Lameen Souag of Jabal al-Lughat has a post on “Language policy and Islam” that I cite here for this striking passage:

Regionally, other languages may also come to assume a secondary position in religious education – for example, Urdu in Pakistan, even though most students there have a different first language. A remarkable example of this is to be found in northeastern Nigeria, where advanced religious education requires mastering not just Classical Arabic but also Classical Kanembu, an extremely archaic variety of Kanembu currently used only for explaining Classical Arabic texts (Bondarev & Tijani 2013).

Of course, it’s not really much different than studying Greek through the medium of Latin, which English-speakers did once upon a time.


  1. Here’s my opening to ask why the expression is (often) “obscurum per obscurius” rather than “obscura per obscuriora.” Doesn’t Latin usually use neuter plural adjectives in this situation?

  2. Because it means ‘an obscure thing explained by something still more obscure’. Similarly ignotum per ignotius ‘an unknown thing explained by something still more unknown’.

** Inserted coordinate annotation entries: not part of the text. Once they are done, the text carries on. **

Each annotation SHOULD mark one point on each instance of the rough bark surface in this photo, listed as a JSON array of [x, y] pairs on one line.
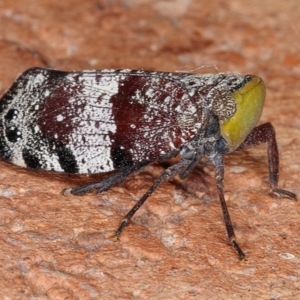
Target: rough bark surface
[[57, 247]]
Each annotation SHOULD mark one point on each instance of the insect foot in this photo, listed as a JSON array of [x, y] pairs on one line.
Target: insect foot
[[89, 122]]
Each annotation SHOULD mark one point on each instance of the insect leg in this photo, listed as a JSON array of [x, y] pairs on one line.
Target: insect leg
[[106, 183], [219, 177], [168, 173], [265, 133]]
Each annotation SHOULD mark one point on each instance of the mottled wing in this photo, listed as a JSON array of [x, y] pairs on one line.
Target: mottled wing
[[96, 121]]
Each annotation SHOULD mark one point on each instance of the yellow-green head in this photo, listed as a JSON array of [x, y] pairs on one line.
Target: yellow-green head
[[249, 101]]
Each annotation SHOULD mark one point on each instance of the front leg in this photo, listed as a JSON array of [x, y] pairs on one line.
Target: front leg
[[265, 133]]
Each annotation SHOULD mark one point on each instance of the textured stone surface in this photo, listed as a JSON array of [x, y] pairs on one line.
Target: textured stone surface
[[56, 247]]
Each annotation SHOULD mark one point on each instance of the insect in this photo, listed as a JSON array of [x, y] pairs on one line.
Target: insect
[[89, 122]]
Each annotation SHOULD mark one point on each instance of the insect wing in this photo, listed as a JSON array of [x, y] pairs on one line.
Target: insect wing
[[99, 121]]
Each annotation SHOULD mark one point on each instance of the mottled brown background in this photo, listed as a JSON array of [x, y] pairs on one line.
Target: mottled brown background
[[56, 247]]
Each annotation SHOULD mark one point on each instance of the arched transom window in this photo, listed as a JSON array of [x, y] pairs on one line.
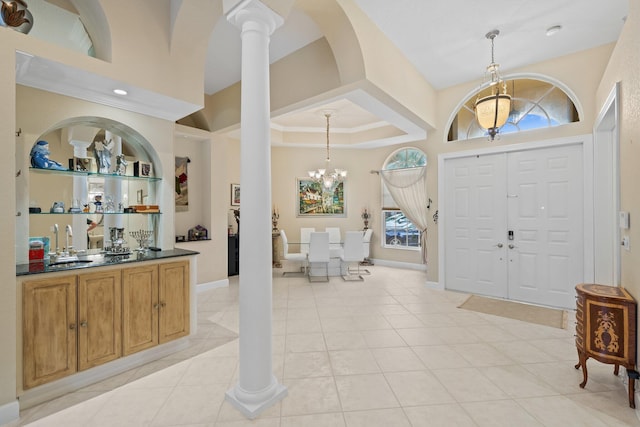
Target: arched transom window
[[535, 104], [398, 231]]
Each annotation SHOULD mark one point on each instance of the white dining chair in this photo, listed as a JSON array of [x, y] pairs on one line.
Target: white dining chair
[[319, 253], [293, 256], [366, 246], [352, 252], [335, 238], [305, 235]]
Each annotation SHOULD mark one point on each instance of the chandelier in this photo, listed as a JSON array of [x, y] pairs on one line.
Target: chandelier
[[492, 111], [323, 176]]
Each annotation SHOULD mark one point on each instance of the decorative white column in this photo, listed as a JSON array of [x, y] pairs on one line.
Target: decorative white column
[[257, 387]]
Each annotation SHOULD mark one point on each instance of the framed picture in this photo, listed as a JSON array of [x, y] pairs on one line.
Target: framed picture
[[81, 164], [182, 184], [316, 200], [235, 194], [142, 169]]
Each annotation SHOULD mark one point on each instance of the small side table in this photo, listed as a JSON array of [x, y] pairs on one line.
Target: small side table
[[606, 330], [275, 261]]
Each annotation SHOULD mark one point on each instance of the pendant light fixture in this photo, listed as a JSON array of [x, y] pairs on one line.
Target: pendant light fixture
[[322, 176], [492, 111]]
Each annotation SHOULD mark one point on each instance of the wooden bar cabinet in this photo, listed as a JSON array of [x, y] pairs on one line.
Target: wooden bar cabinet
[[606, 330]]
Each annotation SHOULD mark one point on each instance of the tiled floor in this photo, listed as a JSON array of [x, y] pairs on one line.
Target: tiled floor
[[385, 352]]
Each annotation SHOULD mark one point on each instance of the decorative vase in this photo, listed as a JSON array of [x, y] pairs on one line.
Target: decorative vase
[[14, 14]]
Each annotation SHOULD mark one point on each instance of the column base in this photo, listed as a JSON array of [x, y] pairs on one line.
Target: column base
[[9, 412], [252, 404]]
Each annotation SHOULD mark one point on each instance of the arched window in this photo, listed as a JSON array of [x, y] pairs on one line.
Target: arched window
[[535, 104], [398, 231]]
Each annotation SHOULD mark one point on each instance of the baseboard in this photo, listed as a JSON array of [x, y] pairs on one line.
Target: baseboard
[[9, 412], [397, 264], [201, 287], [435, 285]]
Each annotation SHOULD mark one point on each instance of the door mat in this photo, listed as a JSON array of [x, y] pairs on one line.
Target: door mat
[[546, 316]]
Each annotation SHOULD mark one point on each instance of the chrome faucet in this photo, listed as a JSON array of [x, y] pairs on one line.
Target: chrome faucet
[[69, 233], [55, 231]]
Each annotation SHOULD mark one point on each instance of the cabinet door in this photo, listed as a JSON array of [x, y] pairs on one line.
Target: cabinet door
[[174, 300], [99, 318], [49, 329], [140, 308]]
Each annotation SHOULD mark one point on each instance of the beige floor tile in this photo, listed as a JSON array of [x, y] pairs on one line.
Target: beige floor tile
[[168, 377], [371, 322], [399, 321], [450, 415], [338, 324], [74, 416], [191, 405], [364, 392], [559, 411], [436, 320], [395, 359], [131, 408], [300, 343], [266, 422], [307, 365], [524, 352], [517, 382], [310, 396], [456, 335], [469, 385], [564, 378], [492, 333], [316, 420], [344, 328], [344, 340], [383, 338], [377, 418], [612, 407], [502, 413], [419, 336], [303, 326], [351, 362], [417, 388], [440, 357], [482, 354]]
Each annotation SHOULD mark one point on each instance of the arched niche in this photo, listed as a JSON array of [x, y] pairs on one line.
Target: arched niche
[[134, 144]]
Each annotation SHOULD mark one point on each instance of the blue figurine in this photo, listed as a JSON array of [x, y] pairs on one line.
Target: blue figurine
[[40, 157]]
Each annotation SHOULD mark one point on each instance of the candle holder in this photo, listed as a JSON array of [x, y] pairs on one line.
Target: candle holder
[[365, 217], [275, 216], [142, 237]]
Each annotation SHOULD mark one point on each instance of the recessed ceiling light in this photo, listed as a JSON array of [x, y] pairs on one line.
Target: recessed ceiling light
[[554, 29]]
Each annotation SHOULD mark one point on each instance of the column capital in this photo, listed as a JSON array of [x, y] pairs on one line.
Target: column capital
[[80, 144], [246, 11]]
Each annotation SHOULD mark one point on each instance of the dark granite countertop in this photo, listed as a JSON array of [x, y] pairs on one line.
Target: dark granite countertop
[[94, 259]]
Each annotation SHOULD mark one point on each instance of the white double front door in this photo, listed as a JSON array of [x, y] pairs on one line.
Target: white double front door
[[514, 224]]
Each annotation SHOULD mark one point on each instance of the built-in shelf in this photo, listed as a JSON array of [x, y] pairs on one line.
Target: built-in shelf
[[95, 213], [93, 174]]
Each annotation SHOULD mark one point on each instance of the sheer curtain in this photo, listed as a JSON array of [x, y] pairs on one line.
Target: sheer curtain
[[408, 188]]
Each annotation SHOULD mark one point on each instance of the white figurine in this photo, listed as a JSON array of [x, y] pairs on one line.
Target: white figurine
[[102, 152]]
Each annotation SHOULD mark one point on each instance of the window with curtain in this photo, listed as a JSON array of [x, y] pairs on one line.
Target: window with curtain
[[398, 231], [535, 104]]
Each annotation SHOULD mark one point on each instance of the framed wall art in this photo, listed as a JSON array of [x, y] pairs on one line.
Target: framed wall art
[[316, 200], [182, 184], [235, 194]]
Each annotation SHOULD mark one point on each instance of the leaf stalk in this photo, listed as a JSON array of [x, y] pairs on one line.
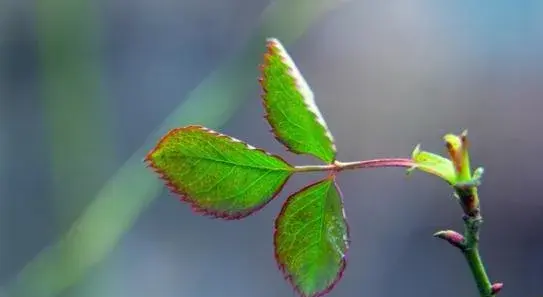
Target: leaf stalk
[[338, 166]]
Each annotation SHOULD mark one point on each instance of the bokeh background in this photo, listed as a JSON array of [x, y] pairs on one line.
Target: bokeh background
[[87, 88]]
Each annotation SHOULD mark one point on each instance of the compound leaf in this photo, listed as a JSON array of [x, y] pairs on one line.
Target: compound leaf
[[290, 106], [311, 238], [218, 175]]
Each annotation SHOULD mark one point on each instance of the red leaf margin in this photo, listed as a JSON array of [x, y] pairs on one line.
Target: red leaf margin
[[184, 197], [343, 264], [271, 49]]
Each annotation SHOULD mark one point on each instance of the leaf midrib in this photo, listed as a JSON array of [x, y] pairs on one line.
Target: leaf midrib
[[287, 168]]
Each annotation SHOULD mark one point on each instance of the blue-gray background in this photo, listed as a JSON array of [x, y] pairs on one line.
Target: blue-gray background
[[387, 75]]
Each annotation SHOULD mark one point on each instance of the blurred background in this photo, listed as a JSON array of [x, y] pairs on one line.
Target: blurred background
[[88, 87]]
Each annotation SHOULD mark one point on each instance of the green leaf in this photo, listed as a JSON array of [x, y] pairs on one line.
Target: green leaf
[[311, 238], [290, 106], [218, 175], [433, 164]]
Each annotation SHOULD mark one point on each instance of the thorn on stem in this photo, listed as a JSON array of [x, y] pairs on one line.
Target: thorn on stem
[[454, 238], [496, 288]]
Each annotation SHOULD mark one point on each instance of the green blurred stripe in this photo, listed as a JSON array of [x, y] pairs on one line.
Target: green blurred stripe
[[77, 118], [133, 187]]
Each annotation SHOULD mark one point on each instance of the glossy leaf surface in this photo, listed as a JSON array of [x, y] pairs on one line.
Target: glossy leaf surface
[[218, 175], [311, 238], [290, 106]]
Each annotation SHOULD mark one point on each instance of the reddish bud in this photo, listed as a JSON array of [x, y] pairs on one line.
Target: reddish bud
[[452, 237]]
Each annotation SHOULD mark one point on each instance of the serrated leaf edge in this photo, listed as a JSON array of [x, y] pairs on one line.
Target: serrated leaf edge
[[272, 45], [343, 264], [184, 197]]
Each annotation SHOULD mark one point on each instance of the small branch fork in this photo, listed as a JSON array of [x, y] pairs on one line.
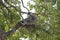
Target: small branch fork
[[4, 34]]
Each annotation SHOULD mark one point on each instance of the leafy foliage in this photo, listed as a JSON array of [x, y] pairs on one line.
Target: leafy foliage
[[47, 26]]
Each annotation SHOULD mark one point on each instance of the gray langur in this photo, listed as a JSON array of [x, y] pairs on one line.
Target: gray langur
[[30, 20]]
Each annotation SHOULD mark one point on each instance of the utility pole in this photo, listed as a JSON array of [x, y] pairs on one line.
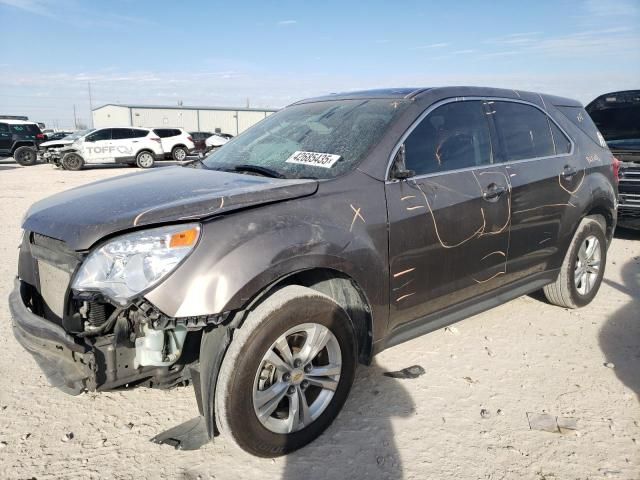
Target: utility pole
[[90, 106]]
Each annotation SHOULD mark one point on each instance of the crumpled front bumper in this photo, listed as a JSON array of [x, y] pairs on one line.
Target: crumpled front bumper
[[66, 364]]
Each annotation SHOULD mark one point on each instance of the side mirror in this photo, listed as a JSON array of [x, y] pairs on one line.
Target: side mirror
[[403, 174], [400, 171]]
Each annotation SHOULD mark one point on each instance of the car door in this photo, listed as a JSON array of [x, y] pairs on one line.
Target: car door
[[542, 176], [96, 147], [448, 223], [5, 138], [124, 148]]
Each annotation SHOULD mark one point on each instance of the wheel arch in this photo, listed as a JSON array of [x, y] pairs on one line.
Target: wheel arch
[[339, 286], [22, 144], [145, 149]]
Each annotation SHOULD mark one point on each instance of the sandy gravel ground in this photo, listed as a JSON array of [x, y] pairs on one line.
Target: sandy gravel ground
[[468, 417]]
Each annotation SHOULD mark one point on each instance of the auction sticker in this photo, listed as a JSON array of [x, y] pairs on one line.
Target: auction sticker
[[324, 160]]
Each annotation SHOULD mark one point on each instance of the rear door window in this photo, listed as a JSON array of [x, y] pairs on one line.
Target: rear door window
[[453, 136], [121, 133], [583, 121], [523, 131], [104, 134], [137, 133], [27, 129]]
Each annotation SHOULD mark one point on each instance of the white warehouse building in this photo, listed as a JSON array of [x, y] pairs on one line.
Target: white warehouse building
[[193, 119]]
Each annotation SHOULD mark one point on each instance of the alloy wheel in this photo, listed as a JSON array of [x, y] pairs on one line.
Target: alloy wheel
[[145, 160], [587, 265], [297, 378]]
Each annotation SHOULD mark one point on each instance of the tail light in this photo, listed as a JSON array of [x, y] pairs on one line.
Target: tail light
[[616, 169]]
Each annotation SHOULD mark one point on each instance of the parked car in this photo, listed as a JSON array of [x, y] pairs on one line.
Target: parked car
[[176, 143], [57, 135], [133, 146], [51, 147], [335, 228], [20, 139], [199, 140], [617, 116]]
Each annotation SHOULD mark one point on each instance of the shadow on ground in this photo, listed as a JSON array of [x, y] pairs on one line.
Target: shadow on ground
[[620, 336], [360, 443]]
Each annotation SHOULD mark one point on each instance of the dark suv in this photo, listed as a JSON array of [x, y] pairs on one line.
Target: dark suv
[[20, 139], [617, 116], [333, 229]]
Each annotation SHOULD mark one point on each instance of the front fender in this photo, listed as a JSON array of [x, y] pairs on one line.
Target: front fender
[[244, 252]]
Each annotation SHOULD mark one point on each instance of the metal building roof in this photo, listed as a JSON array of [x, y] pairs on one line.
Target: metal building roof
[[186, 107]]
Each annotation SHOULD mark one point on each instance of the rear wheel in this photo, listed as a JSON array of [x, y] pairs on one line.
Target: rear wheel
[[72, 161], [179, 153], [145, 159], [582, 269], [25, 156], [287, 372]]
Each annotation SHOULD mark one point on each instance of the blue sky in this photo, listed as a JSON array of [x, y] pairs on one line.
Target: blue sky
[[272, 53]]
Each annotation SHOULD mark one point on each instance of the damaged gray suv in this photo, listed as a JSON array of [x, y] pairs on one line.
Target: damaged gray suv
[[333, 229]]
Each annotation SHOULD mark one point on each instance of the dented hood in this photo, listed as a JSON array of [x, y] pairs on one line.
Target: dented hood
[[82, 216]]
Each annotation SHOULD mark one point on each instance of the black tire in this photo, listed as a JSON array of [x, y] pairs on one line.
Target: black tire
[[564, 292], [285, 309], [145, 159], [72, 161], [179, 153], [25, 156]]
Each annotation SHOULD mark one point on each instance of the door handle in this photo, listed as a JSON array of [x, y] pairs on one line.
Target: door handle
[[493, 192], [568, 172]]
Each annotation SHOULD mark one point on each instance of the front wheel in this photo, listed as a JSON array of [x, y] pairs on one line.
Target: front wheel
[[582, 269], [72, 161], [25, 156], [179, 153], [145, 160], [287, 372]]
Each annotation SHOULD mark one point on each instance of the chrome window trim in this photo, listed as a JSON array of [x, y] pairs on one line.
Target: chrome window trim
[[445, 101]]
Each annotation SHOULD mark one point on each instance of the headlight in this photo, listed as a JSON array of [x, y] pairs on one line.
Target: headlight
[[128, 265]]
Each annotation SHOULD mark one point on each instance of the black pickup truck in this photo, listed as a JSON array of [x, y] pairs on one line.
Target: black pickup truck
[[617, 116]]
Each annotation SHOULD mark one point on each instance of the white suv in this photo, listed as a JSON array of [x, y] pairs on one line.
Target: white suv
[[176, 143], [134, 146]]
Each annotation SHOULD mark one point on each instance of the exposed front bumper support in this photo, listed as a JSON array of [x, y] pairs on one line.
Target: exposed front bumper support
[[66, 364]]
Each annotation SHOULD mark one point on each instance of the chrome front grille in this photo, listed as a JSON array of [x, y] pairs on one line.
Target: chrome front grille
[[629, 186]]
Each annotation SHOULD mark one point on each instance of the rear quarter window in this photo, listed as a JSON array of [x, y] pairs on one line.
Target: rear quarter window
[[25, 129], [560, 140], [523, 131], [137, 133], [581, 119]]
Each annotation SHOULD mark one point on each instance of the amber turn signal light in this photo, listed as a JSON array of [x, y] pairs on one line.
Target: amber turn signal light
[[185, 238]]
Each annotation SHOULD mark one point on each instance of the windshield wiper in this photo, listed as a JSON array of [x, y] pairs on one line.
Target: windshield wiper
[[264, 171]]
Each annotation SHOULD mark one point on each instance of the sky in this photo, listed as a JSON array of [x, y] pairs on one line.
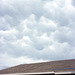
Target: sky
[[36, 31]]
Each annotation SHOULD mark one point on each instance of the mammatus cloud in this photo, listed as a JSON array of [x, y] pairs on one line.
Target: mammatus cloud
[[35, 31]]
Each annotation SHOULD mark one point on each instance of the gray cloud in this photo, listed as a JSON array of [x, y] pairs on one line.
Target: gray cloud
[[39, 30]]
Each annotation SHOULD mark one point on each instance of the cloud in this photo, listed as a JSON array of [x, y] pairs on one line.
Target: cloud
[[32, 31]]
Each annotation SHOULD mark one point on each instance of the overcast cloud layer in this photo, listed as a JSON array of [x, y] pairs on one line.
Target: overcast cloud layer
[[36, 30]]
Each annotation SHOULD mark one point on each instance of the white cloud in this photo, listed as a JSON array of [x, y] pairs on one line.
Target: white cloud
[[36, 30]]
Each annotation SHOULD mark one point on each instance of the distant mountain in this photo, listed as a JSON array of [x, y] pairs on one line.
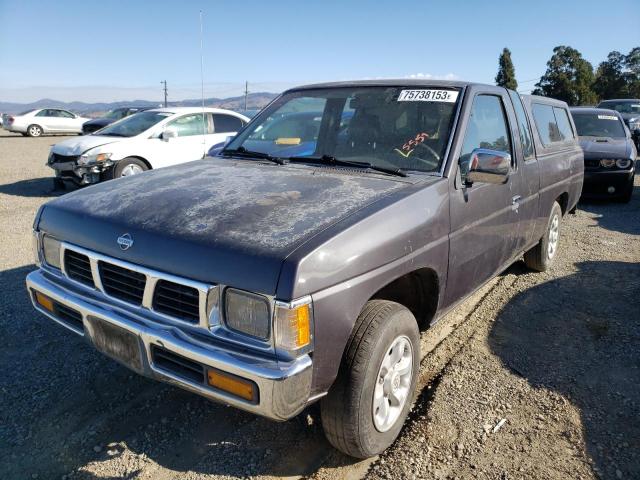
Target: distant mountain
[[254, 101]]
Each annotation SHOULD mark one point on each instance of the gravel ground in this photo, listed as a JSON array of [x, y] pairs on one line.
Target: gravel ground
[[535, 376]]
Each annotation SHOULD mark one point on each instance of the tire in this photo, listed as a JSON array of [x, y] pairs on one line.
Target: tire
[[349, 408], [34, 130], [541, 256], [129, 166], [58, 184], [628, 192]]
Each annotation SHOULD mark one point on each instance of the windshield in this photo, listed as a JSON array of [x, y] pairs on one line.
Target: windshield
[[622, 107], [598, 125], [116, 114], [387, 127], [133, 125]]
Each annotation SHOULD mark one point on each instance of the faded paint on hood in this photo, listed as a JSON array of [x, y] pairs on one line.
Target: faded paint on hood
[[225, 221], [601, 147], [79, 145]]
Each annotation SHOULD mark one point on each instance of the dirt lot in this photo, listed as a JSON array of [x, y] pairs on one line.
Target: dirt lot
[[554, 355]]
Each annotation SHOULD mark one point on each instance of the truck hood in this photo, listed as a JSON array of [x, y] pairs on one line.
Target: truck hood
[[600, 147], [220, 221], [78, 145]]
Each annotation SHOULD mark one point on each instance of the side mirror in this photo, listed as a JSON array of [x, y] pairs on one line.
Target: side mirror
[[168, 133], [488, 166]]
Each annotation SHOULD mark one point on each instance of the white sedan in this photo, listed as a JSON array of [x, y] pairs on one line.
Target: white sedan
[[150, 139], [44, 120]]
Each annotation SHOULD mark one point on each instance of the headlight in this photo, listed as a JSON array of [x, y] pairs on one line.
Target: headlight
[[623, 163], [86, 159], [608, 163], [294, 326], [51, 251], [247, 313]]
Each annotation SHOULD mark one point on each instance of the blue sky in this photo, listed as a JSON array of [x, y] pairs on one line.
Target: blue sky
[[121, 50]]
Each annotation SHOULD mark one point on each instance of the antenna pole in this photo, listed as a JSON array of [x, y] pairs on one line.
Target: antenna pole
[[204, 129], [164, 82]]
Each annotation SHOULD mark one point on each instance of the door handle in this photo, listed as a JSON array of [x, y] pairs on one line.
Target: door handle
[[515, 202]]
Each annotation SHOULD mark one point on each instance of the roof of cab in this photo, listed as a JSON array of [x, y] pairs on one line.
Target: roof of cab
[[593, 110], [544, 100], [397, 82]]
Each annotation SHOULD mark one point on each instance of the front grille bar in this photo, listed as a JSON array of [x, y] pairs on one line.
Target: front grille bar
[[139, 286]]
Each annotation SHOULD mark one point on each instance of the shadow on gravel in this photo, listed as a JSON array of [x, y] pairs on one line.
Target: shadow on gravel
[[579, 335], [35, 187], [627, 215], [65, 408]]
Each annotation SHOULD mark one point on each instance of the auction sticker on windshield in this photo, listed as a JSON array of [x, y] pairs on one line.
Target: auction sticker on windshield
[[449, 96]]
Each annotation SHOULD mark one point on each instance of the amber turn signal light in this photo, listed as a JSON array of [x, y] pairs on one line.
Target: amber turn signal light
[[233, 384], [44, 301]]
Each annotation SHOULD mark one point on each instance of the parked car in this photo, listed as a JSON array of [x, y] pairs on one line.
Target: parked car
[[34, 123], [269, 282], [609, 153], [150, 139], [110, 117], [629, 108]]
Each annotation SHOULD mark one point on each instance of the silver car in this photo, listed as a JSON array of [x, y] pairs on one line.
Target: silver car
[[44, 120]]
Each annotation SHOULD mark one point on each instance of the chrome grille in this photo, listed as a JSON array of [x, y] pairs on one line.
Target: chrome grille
[[174, 298], [78, 267], [122, 283], [177, 300]]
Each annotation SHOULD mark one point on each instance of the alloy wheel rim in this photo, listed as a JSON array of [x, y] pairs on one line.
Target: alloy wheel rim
[[393, 384], [130, 170], [554, 233]]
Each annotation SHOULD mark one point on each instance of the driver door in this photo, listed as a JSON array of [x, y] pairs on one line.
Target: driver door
[[187, 144], [483, 217]]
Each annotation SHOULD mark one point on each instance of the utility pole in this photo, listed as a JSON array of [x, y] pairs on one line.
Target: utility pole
[[164, 82]]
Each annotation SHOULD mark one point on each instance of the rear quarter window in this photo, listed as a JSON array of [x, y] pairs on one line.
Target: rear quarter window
[[564, 124], [546, 123]]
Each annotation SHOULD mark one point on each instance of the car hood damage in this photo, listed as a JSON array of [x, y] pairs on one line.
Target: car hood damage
[[79, 145], [221, 221]]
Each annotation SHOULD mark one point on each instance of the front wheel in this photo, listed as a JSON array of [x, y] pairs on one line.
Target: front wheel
[[34, 130], [129, 166], [542, 255], [367, 405]]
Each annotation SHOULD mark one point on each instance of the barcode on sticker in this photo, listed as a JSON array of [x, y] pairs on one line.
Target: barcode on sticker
[[449, 96]]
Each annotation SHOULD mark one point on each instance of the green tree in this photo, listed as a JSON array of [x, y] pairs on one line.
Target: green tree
[[569, 77], [612, 81], [506, 76], [632, 64]]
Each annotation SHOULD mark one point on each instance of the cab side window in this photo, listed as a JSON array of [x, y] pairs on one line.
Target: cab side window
[[188, 125], [487, 128], [526, 138], [226, 123], [564, 125]]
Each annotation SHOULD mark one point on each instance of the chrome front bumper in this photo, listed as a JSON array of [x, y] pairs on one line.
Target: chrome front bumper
[[283, 388]]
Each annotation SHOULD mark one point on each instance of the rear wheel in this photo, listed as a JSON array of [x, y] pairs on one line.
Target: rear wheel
[[129, 166], [34, 130], [628, 192], [542, 255], [367, 405]]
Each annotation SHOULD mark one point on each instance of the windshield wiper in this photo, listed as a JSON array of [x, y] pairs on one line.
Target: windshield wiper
[[331, 160], [243, 152]]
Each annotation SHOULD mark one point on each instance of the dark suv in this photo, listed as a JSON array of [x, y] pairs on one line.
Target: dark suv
[[110, 117]]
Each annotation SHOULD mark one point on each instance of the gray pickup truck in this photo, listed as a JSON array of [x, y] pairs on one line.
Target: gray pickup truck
[[303, 261]]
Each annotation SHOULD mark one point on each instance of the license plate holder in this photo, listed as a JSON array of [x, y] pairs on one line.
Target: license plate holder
[[117, 343]]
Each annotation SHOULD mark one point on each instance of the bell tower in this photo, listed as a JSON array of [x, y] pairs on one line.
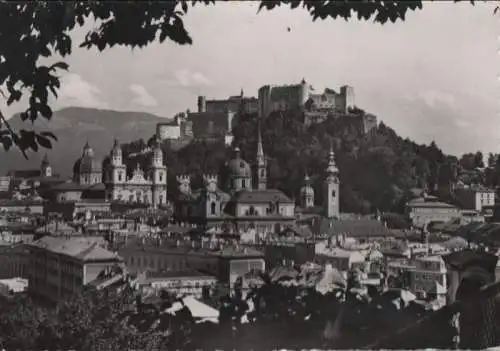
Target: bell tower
[[45, 168], [331, 188], [261, 175], [307, 193], [158, 176]]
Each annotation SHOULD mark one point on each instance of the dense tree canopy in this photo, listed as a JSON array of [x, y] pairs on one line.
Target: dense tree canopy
[[32, 31]]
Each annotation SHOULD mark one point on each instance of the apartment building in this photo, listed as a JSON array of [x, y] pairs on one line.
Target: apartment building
[[60, 266]]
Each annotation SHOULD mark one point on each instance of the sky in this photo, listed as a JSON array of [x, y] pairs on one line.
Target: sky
[[434, 76]]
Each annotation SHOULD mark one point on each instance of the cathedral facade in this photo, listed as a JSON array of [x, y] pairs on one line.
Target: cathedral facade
[[243, 204]]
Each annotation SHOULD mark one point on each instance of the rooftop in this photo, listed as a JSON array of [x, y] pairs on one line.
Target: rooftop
[[261, 196]]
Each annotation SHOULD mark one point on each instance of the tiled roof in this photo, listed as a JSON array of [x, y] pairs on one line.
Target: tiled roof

  3. …or studying Classical Aramaic for reading interpretations of the Bible.

  4. David Eddyshaw says:

    I actually used to own a nineteenth-century introductory Greek grammar written in Latin and meant for British schoolboys (not schoolgirls, obviously.)
    One of many of my books that disappeared in the course of moving around the world, unfortunately, so I can’t provide any details.

  5. J. W. Brewer says:

    Um, except Anglophone students tended also to read a wide variety of Latin texts for their own sake, not merely as an intermediary for learning Greek. I think the non-Greek parts of the textbooks from which I studied Dead-Pagan Greek in college were all in English but I do dimly recall some Latin in the textbooks we used for New Testament Greek (which may have come straight from some Herr Doktor Professorish Teutonic academic publisher w/o anyone bothering to produce an Anglophone-specific edition).

  6. “not schoolgirls, obviously”: why do you say that?

  7. I once took a class on Greenlandic Eskimo, for which the main reference grammar was in Danish. The professor assured us that learning to read Danish would be really easy! Two languages in one class.

  8. marie-lucie says:

    “not schoolgirls, obviously”
    Even if there were a few girls (for instance daughters of scholars) studying Greek, most students of Greek would have been boys, especially upper-class ones or those studying for the ministry.

  9. Long ago, when Dutch university professors still had dictatorial powers, students in Arabic were given an Arab grammar that was in Spanish.
    “But, eh,” students protested, “we don’t know any Spanish.”
    “Spanish is the easiest of languages,” their professor replied. “If you cannot learn Spanish in two or three weeks, you better forget about Arabic.”

    [[Now, of course, this is an old anecdote, and in those days one could not study languages (any languages) without six years of Latin.]]

  10. “Oh, just learn it. It’s easy.”
    You could argue that kundoku/gugyeol are similar, in that they are specialized subdialects of Japanese/Korean used (today) solely to “read” premodern Chinese. Kundoku, for example, will give you syntactically well-formed Japanese sentences, but due to vocabulary, archaicisms, and various artificial conventions, unless the source Chinese is extremely simple the meaning of the kundoku will usually be quite opaque to the untrained — except to the extent that kundoku quirks have leaked out as prestige signifiers into Japanese as a whole.
    In this day and age it seems to me that simply learning premodern Chinese would be more efficient, although then of course you’d be cut off from much of the kundoku-based scholarship of the past.